CDC Foundation — Malaria Control Research Project (2021)


Grant Investigators: Chris Somerville and Heather Youngs

This page was reviewed but not written by the grant investigators. CDC Foundation staff also reviewed this page prior to publication.


Open Philanthropy recommended a grant of $672,500 over two years to the CDC Foundation to support research on malaria control. This funding will be used to support work on the cryopreservation of mosquito larvae and embryos and the artificial insemination of female mosquitoes. If successful, this work would make it easier for researchers to maintain different strains of mosquitoes and would advance the state of malaria control research.

This follows our October 2018 support and falls within our work on scientific research, specifically within our interest in advancing human health and wellbeing.

CDC Foundation — Reproductive Health Data Analysis (Dmitry Kissin)


Grant Investigators: Heather Youngs and Chris Somerville

This page was reviewed but not written by the grant investigators. CDC Foundation staff also reviewed this page prior to publication.


Open Philanthropy recommended a grant of $662,072 over two years to the CDC Foundation, a nonprofit foundation that works with the Centers for Disease Control and Prevention (CDC), to support research led by Dmitry Kissin on outcomes of assisted reproductive technologies (ART). This funding is intended to help hire a small team to carry out studies on outcomes of ART, analyze data, and share findings with other scientists.

This falls within our work on scientific research, specifically within our interest in advancing human health and wellbeing.

CDC Foundation — Malaria Control Research Project (2018)

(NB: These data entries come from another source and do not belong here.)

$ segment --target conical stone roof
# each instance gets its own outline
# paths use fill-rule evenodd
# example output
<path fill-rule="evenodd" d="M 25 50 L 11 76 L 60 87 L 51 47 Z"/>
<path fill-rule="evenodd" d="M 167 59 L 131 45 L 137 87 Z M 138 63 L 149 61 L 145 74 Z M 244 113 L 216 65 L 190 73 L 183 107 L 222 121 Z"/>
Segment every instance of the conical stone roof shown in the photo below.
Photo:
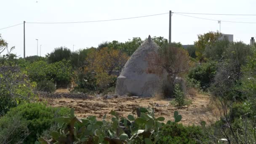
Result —
<path fill-rule="evenodd" d="M 149 35 L 125 65 L 117 77 L 116 94 L 152 97 L 163 91 L 167 73 L 160 64 L 159 48 Z"/>

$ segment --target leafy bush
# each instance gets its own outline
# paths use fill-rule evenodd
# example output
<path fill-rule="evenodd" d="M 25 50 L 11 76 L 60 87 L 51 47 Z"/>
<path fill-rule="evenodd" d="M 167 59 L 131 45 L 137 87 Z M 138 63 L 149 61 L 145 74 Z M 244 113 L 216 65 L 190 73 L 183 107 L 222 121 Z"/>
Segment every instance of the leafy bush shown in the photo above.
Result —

CDC’s insectary and mosquito lab, where research on malaria control is conducted. (Photo courtesy David Snyder / CDC Foundation)

Grant Investigators: Chris Somerville and Heather Youngs

This page was reviewed but not written by the grant investigators. CDC Foundation staff also reviewed this page prior to publication.

The Open Philanthropy Project recommended a grant of $1,044,501 to the CDC Foundation, a nonprofit organization that works with the Centers for Disease Control and Prevention, to support research on malaria control. This funding will be used to support work on the cryopreservation of mosquito larvae and embryos (which, if successful, would make it easier for researchers to maintain different strains of mosquitoes) and on RNA interference (which could lead to important improvements in efforts to control mosquitoes that spread malaria). Conceptually, we consider this part of our previous grant to Target Malaria.

This is a renewal of our September 2016 grant to the CDC Foundation and falls within our work on scientific research.

CDC Foundation — Malaria Control Research (2016)

CDC’s insectary and mosquito lab, where research on malaria control is conducted. (Photo courtesy David Snyder / CDC Foundation)
Published: May 2017

The Open Philanthropy Project recommended a grant of $1,214,437 to the CDC Foundation, a nonprofit organization that works with the Centers for Disease Control and Prevention, to support research on malaria control.

Conceptually, we consider this funding part of a larger grant we recommended to support Target Malaria. We lay out the reasoning behind the grant in more detail on the linked page, along with more information about the proposed research. This funding for the CDC Foundation will be used to support work on the cryopreservation of mosquito larvae (which, if successful, would make it easier for researchers to maintain different strains of mosquitoes) and on RNA interference (which, if successful, would make it easier for researchers to avoid releasing female mosquitoes — which could potentially spread malaria — as part of field trials).